JAM's reliance on accurate word-level timing annotations limits usability for non-experts. Inference-time duration prediction remains an open challenge; naive approaches yield robotic outputs, while beat-aligned quantization, though practical, introduces subtle artifacts. Future work should focus on end-to-end trainable duration predictors, potentially at the phoneme level, to enhance robustness and accessibility. Additionally, further research is needed to balance aesthetic alignment with distributional fidelity (FAD).

Implications and Outlook

JAM demonstrates that compact, flow-matching-based architectures can achieve state-of-the-art controllability and musicality in lyrics-to-song generation, provided that fine-grained temporal and stylistic conditioning is available. The introduction of JAME as a public benchmark sets a new standard for transparent, genre-diverse evaluation.
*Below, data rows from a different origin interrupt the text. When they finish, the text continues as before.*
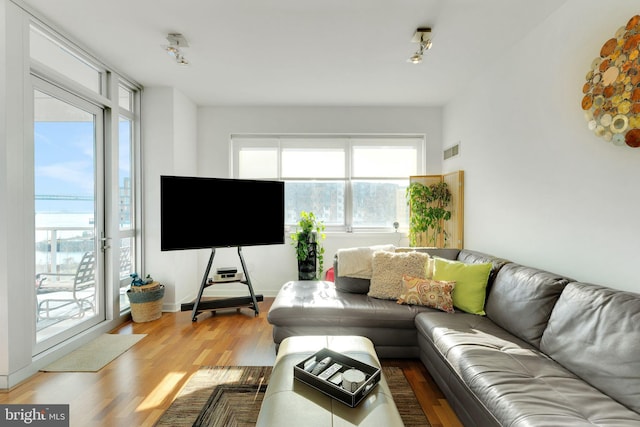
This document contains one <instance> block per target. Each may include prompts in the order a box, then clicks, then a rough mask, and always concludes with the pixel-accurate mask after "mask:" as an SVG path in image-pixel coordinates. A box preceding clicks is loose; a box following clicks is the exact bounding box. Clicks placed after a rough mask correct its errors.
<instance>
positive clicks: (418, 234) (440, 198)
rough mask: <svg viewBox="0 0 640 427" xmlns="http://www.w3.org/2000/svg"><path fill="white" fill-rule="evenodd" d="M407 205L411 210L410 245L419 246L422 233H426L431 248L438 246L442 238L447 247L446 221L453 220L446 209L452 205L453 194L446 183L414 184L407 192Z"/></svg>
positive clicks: (406, 194) (427, 241)
mask: <svg viewBox="0 0 640 427" xmlns="http://www.w3.org/2000/svg"><path fill="white" fill-rule="evenodd" d="M406 197H407V204H408V205H409V208H410V210H411V217H410V220H409V243H410V245H411V246H418V242H419V241H420V239H421V237H420V236H421V233H426V241H427V245H429V246H437V245H438V243H439V237H440V236H442V245H443V247H446V245H447V231H446V230H445V229H444V223H445V221H448V220H449V219H451V211H449V210H447V209H446V208H447V207H448V206H449V204H450V203H451V192H450V191H449V187H448V186H447V183H446V182H439V183H436V184H431V185H428V186H427V185H424V184H421V183H419V182H412V183H411V184H410V185H409V187H407V191H406Z"/></svg>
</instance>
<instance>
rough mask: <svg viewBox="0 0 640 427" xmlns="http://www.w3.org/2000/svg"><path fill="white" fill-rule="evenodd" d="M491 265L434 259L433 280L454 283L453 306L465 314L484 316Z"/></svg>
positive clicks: (491, 264)
mask: <svg viewBox="0 0 640 427" xmlns="http://www.w3.org/2000/svg"><path fill="white" fill-rule="evenodd" d="M491 267H492V264H491V263H490V262H488V263H483V264H465V263H463V262H460V261H449V260H446V259H442V258H435V268H434V272H433V280H441V281H447V282H456V287H455V289H454V290H453V305H454V306H455V307H457V308H459V309H460V310H462V311H466V312H467V313H472V314H479V315H482V316H484V315H485V314H486V313H485V312H484V300H485V297H486V289H487V282H488V281H489V273H490V272H491Z"/></svg>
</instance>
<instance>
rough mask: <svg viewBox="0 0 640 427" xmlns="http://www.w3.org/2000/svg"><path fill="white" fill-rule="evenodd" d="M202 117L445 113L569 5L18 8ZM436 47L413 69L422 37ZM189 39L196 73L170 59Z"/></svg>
mask: <svg viewBox="0 0 640 427" xmlns="http://www.w3.org/2000/svg"><path fill="white" fill-rule="evenodd" d="M16 1H17V2H18V4H20V3H22V4H26V5H28V6H27V8H28V9H32V10H33V11H35V12H36V14H37V15H38V16H40V17H44V18H45V22H48V23H50V24H52V25H54V26H55V27H56V28H57V29H59V30H60V29H61V30H62V31H63V33H65V34H67V35H68V36H70V37H71V38H73V39H74V40H75V41H76V42H78V43H79V44H80V45H82V46H84V47H85V48H87V49H88V50H90V51H91V52H93V53H95V54H96V56H97V57H99V58H100V59H101V60H102V61H104V62H105V63H106V64H107V65H108V66H110V67H112V68H114V69H116V70H118V71H119V72H121V73H124V74H125V75H127V76H128V77H130V78H132V79H133V80H135V81H137V82H138V83H140V84H142V85H143V86H171V87H175V88H177V89H178V90H180V91H181V92H182V93H183V94H185V95H186V96H187V97H189V98H190V99H191V100H193V101H194V102H195V103H196V104H197V105H199V106H221V105H223V106H231V105H253V106H268V105H281V106H285V105H299V106H439V105H444V104H445V103H446V102H447V101H448V100H449V99H451V97H452V96H454V95H455V94H456V93H457V91H460V90H461V89H462V88H464V86H465V85H467V84H469V82H471V81H472V79H473V77H474V75H475V74H476V73H477V72H478V71H480V70H482V69H483V68H485V67H488V66H490V65H491V62H492V61H494V60H496V59H497V58H499V57H500V55H503V54H504V52H506V51H508V50H509V49H510V48H511V47H512V46H513V45H515V44H516V43H517V42H518V41H519V40H521V39H522V38H524V37H525V36H526V35H527V34H528V33H529V32H530V31H531V30H532V29H533V28H534V27H536V26H537V25H538V24H539V23H540V22H542V21H543V20H544V19H545V18H546V17H547V16H549V15H550V14H551V13H553V11H554V10H556V9H558V8H559V7H560V6H561V5H562V4H563V3H564V2H565V1H566V0H536V1H531V0H315V1H314V0H173V1H167V0H133V1H132V0H102V1H96V0H92V1H87V0H55V1H51V0H16ZM425 26H426V27H432V31H433V33H432V34H433V37H432V39H433V48H432V49H431V50H429V51H428V52H427V53H426V55H425V58H424V61H423V62H422V63H421V64H419V65H414V64H410V63H408V62H407V61H406V60H407V58H408V57H409V56H411V54H412V53H413V52H415V51H416V49H417V47H418V46H417V45H416V44H414V43H411V38H412V36H413V33H414V32H415V30H416V29H417V28H418V27H425ZM171 32H176V33H182V34H183V35H184V36H185V37H186V39H187V40H188V42H189V44H190V47H189V48H187V49H185V50H184V53H185V57H186V58H187V59H188V60H189V62H190V65H189V66H188V67H181V66H179V65H177V64H176V63H175V62H174V61H173V60H172V59H171V58H170V57H169V56H168V55H167V54H166V53H165V52H164V50H163V49H162V45H166V44H168V42H167V40H166V36H167V34H168V33H171Z"/></svg>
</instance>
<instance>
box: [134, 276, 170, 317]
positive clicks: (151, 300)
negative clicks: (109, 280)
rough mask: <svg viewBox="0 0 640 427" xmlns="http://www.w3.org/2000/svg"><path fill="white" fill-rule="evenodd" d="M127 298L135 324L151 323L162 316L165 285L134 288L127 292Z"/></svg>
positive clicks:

The iterative DPO-based aesthetic alignment pipeline, leveraging synthetic preference signals, is shown to be effective and scalable.
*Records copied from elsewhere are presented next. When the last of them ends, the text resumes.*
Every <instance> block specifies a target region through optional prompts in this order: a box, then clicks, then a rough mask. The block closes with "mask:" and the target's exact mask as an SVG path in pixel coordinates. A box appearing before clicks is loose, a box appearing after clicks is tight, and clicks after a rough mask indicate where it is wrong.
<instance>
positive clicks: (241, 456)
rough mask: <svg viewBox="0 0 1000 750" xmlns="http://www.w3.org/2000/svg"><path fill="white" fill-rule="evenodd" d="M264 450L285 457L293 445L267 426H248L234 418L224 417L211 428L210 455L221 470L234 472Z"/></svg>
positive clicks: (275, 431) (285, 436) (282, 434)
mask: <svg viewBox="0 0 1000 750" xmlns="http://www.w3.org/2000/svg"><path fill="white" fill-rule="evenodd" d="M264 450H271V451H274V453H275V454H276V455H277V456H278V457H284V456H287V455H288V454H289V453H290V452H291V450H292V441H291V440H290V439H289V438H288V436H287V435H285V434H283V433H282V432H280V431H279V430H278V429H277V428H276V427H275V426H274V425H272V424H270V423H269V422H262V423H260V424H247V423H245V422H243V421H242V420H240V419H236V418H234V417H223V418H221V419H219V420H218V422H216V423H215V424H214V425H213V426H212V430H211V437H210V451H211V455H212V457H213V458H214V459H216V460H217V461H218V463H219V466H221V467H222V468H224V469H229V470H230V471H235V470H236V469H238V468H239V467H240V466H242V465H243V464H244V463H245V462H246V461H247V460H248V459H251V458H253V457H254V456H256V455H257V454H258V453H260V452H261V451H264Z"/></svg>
Practically, JAM enables professional users to generate highly controllable, musically aligned songs from lyrics, with explicit control over timing, style, and structure. The model's efficiency and open-source release facilitate broader adoption and further research. Theoretically, the work highlights the importance of integrating temporal, structural, and aesthetic supervision in generative music models, and points toward the need for robust, learnable duration prediction modules.

Conclusion

JAM advances the state of lyrics-to-song generation by combining a compact flow-matching architecture with fine-grained temporal and stylistic control, and by introducing a scalable, preference-aligned training pipeline. The model achieves strong objective and subjective results, setting a new baseline for controllable, high-fidelity song generation. Future work on integrated duration prediction and phoneme-level control will further enhance the model's robustness and usability for both expert and non-expert users.